Nettleton v. Zoning Board of Adjustment

EAKIN, Justice,

dissenting.

The request here was to add two new noncompliant stories to a one-story noncompliant building. The question is whether the vertical addition may be in derogation of the setbacks that bind every conforming property in this area. The majority says yes; I must conclude otherwise.

The majority relies on In re Yocum, 393 Pa. 148, 141 A.2d 601 (Pa.1958), for the proposition that if a nonconforming footprint is not extended horizontally by vertical improvements, the addition is permissible by right; if you remain within the footprint, you may ignore horizontal setbacks up to the maximum allowable height. While there is facial appeal to having such a simply phrased rule, I cannot believe the Yocum Court meant to create such fundamental inequality of treatment.1

*59The nonconformity requested in Yocum was minimal, the extension of one end of an existing second story (which was conforming, set back 25'; the ordinance required 20’), to the edge of the nonconforming front of the first floor (which was set back only 17’). The nonconformity at issue was an extra 105 square feet, 3' on the second floor of a 35' wide row home. This Court stated: “[t]he proposed construction does not violate the zoning ordinance by a vertical or upward extension of the building nor does the extension frontward and horizontally of the second floor substantially violate the front yard ‘set back’ provision of the ordinance.” Yocum, at 605 (emphasis added).

According to the record, the present nonconformity is certainly substantial. The lot is about 106' by 97' and the building is not set back at all; the setbacks otherwise required are 25' on three sides, and 10' on the other. Each story without setbacks would comprise about 10,282 square feet; if set back according to the ordinance, the dimensions would be about 56' by 62', and each story’s area would be 3,472 square feet, only one-third the footprint of the existing building. We are involved with 13,620 square feet, not the 105 square feet of Yocum.
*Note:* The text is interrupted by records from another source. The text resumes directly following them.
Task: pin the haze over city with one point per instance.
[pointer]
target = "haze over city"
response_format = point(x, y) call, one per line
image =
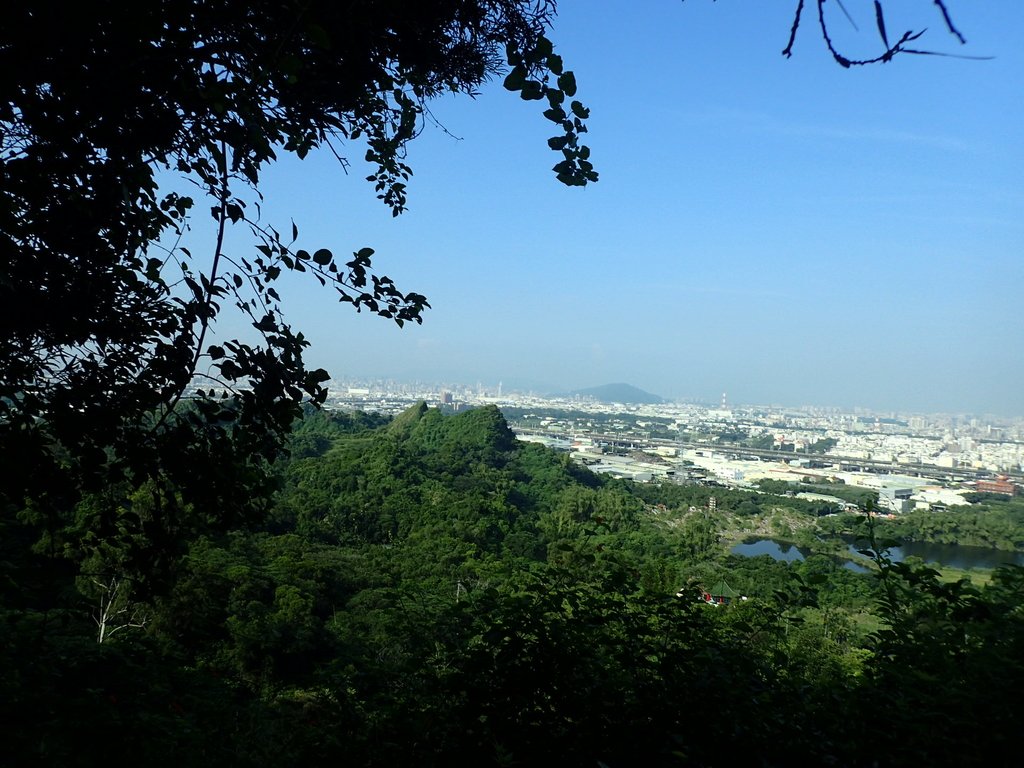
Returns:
point(783, 229)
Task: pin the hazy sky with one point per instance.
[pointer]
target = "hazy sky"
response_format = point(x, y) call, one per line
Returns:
point(785, 230)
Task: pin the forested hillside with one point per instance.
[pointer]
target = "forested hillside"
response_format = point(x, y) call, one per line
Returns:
point(429, 591)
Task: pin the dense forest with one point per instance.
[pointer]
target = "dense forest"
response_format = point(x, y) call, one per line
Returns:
point(429, 591)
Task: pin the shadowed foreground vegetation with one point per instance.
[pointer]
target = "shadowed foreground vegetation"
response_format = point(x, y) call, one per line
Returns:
point(429, 591)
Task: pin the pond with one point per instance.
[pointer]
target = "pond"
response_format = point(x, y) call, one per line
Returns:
point(782, 551)
point(951, 555)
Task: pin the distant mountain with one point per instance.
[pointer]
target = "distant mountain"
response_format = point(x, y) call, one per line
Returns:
point(619, 393)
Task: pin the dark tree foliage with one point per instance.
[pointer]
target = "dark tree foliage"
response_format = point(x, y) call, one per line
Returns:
point(109, 385)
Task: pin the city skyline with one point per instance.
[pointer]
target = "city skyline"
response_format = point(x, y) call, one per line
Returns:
point(784, 229)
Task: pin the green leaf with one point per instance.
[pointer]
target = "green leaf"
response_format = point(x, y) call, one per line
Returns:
point(580, 111)
point(515, 79)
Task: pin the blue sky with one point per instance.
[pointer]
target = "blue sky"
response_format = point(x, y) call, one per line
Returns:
point(785, 230)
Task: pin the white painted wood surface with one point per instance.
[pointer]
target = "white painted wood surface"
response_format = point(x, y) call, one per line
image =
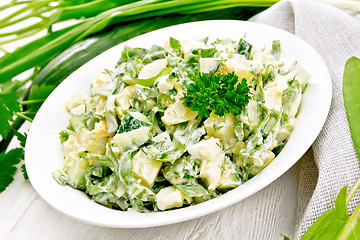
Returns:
point(263, 216)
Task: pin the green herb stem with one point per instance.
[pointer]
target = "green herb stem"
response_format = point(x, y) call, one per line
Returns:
point(14, 126)
point(31, 5)
point(352, 191)
point(23, 116)
point(29, 102)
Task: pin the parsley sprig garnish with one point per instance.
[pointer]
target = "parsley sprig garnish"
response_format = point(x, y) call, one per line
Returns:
point(221, 93)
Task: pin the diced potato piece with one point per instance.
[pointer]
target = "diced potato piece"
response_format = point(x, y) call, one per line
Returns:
point(92, 142)
point(169, 197)
point(207, 150)
point(100, 79)
point(133, 138)
point(240, 65)
point(177, 113)
point(300, 75)
point(210, 172)
point(75, 169)
point(222, 128)
point(152, 69)
point(75, 100)
point(78, 110)
point(213, 158)
point(229, 177)
point(265, 158)
point(279, 82)
point(122, 100)
point(166, 84)
point(71, 145)
point(285, 130)
point(188, 45)
point(100, 106)
point(145, 168)
point(101, 128)
point(273, 98)
point(209, 64)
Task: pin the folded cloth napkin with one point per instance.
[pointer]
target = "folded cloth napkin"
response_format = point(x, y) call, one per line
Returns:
point(332, 162)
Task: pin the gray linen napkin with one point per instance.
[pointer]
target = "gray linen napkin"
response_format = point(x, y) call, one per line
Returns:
point(332, 162)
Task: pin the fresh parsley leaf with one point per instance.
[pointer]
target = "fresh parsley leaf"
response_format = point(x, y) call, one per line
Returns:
point(221, 93)
point(64, 136)
point(8, 107)
point(7, 162)
point(244, 48)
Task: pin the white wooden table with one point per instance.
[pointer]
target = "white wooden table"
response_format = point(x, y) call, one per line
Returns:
point(263, 216)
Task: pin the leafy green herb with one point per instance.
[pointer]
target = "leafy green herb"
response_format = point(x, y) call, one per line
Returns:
point(8, 107)
point(7, 162)
point(244, 48)
point(221, 93)
point(52, 60)
point(94, 16)
point(64, 136)
point(175, 43)
point(335, 224)
point(351, 91)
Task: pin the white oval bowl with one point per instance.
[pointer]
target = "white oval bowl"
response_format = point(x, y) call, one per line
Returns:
point(44, 152)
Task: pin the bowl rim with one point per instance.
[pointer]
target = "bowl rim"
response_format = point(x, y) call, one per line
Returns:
point(130, 219)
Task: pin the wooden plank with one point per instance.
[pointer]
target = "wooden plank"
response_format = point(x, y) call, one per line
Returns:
point(262, 216)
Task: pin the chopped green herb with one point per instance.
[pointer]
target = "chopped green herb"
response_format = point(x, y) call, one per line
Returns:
point(64, 136)
point(221, 93)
Allowing property owners to exploit existing nonconformities to expand contrary to ordinances that bind neighboring property owners places the latter at a significant competitive disadvantage for the future development of their property, and is fundamentally unfair to those properties that conform to the law. Any other conforming owner is told: “Sony. We know your neighbor can build upwards without regard to the setbacks, but you, having a footprint that conforms to the zoning law, will not be excused from setbacks on any vertical expansion. He can ignore them because he’s not in conformance — because you are conforming, you must continue to conform.”

The proposed tripling of this property is not in conformity with the zoning law; the only issue is whether this is excused, *60and the only excuse given is the nonconformity of the first floor. It seems counterintuitive to permit the expansion of nonconformity when a goal of zoning is to reduce nonconformity.2 This is “two wrongs make a right,” and is manifestly unfair to owners whose properties conform in the first place.

Yocum, as interpreted by the majority, also raises equal protection problems; how can the law give this owner’s building an advantage over another’s conforming building? Excusing the existing nonconformity is one thing, but does that justify creating a right to ignore setbacks when building vertically that extends to the nonconforming property only? Allowing such disparate treatment does not flow from the reasons allowing the original nonconformity, nor does it flow from any apparent need unique to nonconforming properties. If application of the ordinance creates disparate treatment without reason or justification, the constitution is compromised.

I can find no reason in logic for a rule that gives nonconforming properties advantageous treatment. I find logic only in treating nonconforming properties the same as conforming ones, not better than conforming ones. I question not only the logic but the constitutionality of such disparate application of the zoning laws. I agree with the Commonwealth Court’s conclusion that Yocum permits only de minimis extension of nonconforming structures, and tripling the size of this building is not de minimis. Accordingly, I must offer this respectful dissent from the thoughtful analysis of my colleagues.

Justice CASTILLE joins this dissenting opinion.

. In reality, the Court in Yocum only faced the question of whether the trial court abused its discretion in reversing a Board’s decision made without factual findings or reasons for denying the application — what*59ever its language, the Supreme Court simply held the trial court did not abuse its discretion reversing a decision made without such findings.

. The purpose of setbacks is to promote access to light and air, enhance aesthetics, maintain privacy, insulate improvements from street activities such as noise, traffic, and exhaust fumes, influence the population density, and improve fire safety by limiting the potential of fire spread to other structures and ensuring access of fire apparatus. See Zoning and Planning Deskbook, Second Edition, § 3:6. Vertically extending the nonconforming structure clearly multiplies the disadvantages of the nonconformity. See, e.g., Lewis v. Maine Coast Artists, 770 A.2d 644, 652-53 (Me.2001).